AI Case Study

Affectiva classifies the emotion of anger from audio data in 1.2 seconds using a convolutional neural network

Affectiva has developed a convolutional neural network to identify anger in audio data. SoundNet has been trained on over 2 million videos and annotated audiovisual emotion data including video, speech, and text transcriptions. The system is able to understand the emotion in just 1.2 seconds regardless of the speaker’s language.

Industry

Project Overview

"MIT Media Lab spinoff Affectiva’s neural network, SoundNet, which can classify anger from audio data in as little as 1.2 seconds regardless of the speaker’s language — just over the time it takes for humans to perceive anger.

SoundNet consists of a convolutional neural network — a type of neural network commonly applied to analyzing visual imagery — trained on a video dataset. To get it to recognize anger in speech, the team first sourced a large amount of general audio data — two million videos, or just over a year’s worth — with ground truth produced by another model. Then, they fine-tuned it with a smaller dataset, IEMOCAP, containing 12 hours of annotated audiovisual emotion data including video, speech, and text transcriptions.

To test the AI model’s generalizability, the team evaluated its English-trained model on Mandarin Chinese speech emotion data (the Mandarin Affective Speech Corpus, or MASC). They report that it not only generalized well to English speech data, but that it was effective on the Chinese data — albeit with a slight degradation in performance.

The researchers say that their success proves an “effective” and “low-latency” speech emotion recognition model can be significantly improved with transfer learning, a technique that leverages AI systems trained on a large dataset of previously annotated samples to bootstrap training in a new domain with sparse data — in this case, an AI system trained to classify general sounds.

“This result is promising because while emotion speech datasets are small and expensive to obtain, massive datasets for natural sound events are available, such as the dataset used to train SoundNet or Google’s AudioSet.
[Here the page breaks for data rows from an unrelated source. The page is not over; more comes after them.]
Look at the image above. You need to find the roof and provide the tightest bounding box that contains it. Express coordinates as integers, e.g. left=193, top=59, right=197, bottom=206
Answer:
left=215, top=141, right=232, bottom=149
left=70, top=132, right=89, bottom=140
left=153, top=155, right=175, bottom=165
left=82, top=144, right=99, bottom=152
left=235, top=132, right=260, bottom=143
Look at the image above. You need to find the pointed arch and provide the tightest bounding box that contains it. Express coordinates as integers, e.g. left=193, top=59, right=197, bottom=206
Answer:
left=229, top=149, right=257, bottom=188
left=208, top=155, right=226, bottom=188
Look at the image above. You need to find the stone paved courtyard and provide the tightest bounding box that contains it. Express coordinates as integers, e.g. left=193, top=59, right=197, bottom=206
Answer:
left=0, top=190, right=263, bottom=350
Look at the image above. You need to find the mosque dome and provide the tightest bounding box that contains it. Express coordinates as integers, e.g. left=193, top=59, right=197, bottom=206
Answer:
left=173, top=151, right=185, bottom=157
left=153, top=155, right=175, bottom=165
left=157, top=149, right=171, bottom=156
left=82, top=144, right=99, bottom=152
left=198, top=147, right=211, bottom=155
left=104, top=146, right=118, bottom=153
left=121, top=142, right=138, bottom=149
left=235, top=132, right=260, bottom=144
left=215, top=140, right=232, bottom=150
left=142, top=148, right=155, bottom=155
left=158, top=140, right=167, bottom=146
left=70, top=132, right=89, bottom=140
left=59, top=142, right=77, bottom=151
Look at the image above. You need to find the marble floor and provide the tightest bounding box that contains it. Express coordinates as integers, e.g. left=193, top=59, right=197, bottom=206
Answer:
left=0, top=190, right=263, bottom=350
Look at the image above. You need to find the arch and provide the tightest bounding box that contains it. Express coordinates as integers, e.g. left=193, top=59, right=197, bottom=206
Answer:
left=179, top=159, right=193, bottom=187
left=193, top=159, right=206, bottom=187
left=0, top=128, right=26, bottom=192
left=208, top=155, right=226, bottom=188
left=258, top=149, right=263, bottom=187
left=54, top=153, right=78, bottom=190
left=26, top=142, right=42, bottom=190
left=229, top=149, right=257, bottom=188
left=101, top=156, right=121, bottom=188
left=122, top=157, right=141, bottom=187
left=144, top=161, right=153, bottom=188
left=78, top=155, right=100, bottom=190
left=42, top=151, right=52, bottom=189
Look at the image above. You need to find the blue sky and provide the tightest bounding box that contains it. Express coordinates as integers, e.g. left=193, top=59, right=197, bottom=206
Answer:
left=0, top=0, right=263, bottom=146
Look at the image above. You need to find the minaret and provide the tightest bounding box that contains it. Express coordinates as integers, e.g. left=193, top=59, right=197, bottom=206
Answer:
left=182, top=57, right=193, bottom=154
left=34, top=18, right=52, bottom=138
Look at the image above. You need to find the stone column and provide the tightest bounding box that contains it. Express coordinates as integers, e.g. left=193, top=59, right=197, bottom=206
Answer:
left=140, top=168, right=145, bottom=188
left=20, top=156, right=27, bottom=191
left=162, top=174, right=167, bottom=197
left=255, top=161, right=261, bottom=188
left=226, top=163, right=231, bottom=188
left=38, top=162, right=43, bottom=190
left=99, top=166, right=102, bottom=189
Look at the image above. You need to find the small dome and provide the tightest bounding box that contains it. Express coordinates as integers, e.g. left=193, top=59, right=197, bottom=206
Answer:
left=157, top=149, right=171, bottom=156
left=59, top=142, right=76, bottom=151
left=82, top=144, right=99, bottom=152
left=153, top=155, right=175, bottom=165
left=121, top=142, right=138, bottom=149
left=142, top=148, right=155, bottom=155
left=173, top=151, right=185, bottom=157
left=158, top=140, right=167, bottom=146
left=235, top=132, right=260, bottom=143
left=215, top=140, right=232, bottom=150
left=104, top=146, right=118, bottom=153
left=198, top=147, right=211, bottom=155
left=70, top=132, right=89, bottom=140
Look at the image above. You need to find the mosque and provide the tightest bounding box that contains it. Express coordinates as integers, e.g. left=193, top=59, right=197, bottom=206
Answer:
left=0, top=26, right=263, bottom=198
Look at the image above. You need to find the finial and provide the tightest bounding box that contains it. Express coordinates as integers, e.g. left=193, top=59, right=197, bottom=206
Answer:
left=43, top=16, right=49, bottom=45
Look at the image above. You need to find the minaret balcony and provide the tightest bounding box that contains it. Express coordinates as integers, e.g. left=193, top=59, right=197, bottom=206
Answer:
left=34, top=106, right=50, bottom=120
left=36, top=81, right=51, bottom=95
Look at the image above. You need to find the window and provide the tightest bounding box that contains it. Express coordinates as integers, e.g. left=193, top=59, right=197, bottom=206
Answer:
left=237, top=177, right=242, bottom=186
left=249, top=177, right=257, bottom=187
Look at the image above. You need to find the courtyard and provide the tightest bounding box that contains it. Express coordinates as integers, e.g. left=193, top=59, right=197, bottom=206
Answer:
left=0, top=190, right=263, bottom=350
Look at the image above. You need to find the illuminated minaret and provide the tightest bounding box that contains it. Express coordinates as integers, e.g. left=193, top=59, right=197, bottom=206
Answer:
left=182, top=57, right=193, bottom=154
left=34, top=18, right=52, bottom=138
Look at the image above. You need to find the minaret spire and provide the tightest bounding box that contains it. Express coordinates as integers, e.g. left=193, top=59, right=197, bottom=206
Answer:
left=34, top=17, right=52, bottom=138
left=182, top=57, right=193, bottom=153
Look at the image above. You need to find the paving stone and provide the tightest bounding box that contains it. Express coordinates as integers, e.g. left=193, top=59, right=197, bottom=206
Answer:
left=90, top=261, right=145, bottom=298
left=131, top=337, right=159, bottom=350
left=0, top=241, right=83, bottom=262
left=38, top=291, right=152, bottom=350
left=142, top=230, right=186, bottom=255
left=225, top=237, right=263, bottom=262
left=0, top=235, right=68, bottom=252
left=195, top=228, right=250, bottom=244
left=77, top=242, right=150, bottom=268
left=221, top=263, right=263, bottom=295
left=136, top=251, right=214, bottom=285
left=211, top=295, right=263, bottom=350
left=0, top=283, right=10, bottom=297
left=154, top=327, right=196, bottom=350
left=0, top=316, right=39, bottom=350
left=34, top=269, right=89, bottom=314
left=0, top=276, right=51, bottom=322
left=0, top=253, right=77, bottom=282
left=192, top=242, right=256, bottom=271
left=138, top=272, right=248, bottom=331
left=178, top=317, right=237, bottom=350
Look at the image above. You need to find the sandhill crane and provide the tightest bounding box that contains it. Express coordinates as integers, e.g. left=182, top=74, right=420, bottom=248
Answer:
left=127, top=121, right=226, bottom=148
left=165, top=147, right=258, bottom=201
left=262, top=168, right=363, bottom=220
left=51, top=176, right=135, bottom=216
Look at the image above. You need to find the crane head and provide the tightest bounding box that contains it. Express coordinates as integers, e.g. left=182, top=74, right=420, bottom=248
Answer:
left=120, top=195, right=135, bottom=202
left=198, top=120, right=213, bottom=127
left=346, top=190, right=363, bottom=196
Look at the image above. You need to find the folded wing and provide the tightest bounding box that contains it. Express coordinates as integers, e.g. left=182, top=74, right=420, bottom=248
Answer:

These two datasets alone have about 15 thousand hours of labeled audio data,” the team wrote. “[Anger classification] has many useful applications, including conversational interfaces and social robots, interactive voice response (IVR) systems, market research, customer agent assessment and training, and virtual and augmented reality.”

They leave to future work tapping other large publicly available corpora, and training AI systems for related speech-based tasks, such as recognizing other types of emotions and affective states.

Reported Results

The system can "can classify anger from audio data in as little as 1.2 seconds regardless of the speaker’s language — just over the time it takes for humans to perceive anger."

Technology

Function

Background

"“[A] significant problem in harnessing the power of deep learning networks for emotion recognition is the mismatch between a large amount of data required by deep networks and the small size of emotion-labeled speech datasets,” the paper’s coauthors wrote. “[O]ur trained anger detection model improves performance and generalizes well on a variety of acted, elicited, and natural emotional speech datasets. Furthermore, our proposed system has low latency suitable for real-time applications.”"

Benefits

Data

"To get it to recognize anger in speech, the team first sourced a large amount of general audio data — two million videos, or just over a year’s worth — with ground truth produced by another model. Then, they fine-tuned it with a smaller dataset, IEMOCAP, containing 12 hours of annotated audiovisual emotion data including video, speech, and text transcriptions."